Southern Queensland Rural Health (SQRH) will bring international standard training to health professionals across the South West and Darling Downs at two three-day intensive education events.
Known as EHPIC (Educating Health Professionals in Interprofessional Care), the training encourages health professionals to learn from, with and about each other to ensure there is an enhanced focus on patient-centered care to improve patient outcomes.
SQRH is a University Department of Rural Health and is a collaboration between The University of Queensland, the University of Southern Queensland, Darling Downs (DDH) and South West Hospital and Health Service (SWHHS).
SQRH Director Associate Professor Geoff Argus says SQRH is excited to bring international standard training to rural health professionals at a workshop in Roma this week and Toowoomba next week.

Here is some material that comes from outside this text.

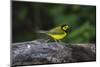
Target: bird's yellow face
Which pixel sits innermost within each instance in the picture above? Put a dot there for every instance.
(64, 27)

“A contingent of expert trainers from the University of Toronto will deliver both workshops and they are looking forward to meeting the 56 participants at each workshop location. The participants include doctors, nurses, midwives, allied health professionals, clinical educators and health administrators.“
Other organisations sending representatives to EHPIC include Queensland Health’s Office of the Chief Nursing and Midwifery Officer, Chief Allied Health Officer, Royal Flying Doctor Service and various Aboriginal Community Controlled Health Organisations.
SWHHS Chief Executive Ms Linda Patat says the training and development of innovative strategies is already seeing improvements across the South West.
“I know our health staff already put aspects of Interprofessional Care into practice but I think the EHPIC training will further refine our work.”
SQRH Advisory Board Chair Mr Derek Tuffield OAM says the EHPIC training is a highlight for the first year of SQRH during its establishment phase.
“The SQRH team has been making great progress supporting nursing, midwifery and allied health students in their clinical placements, developing training for health staff who supervise those students and building a strong foundation for rural and remote health workforce development.”
The approach is supported by the World Health Organisation, which identifies that there is a worldwide shortage of 4.3 million health workers (WHO, 2010).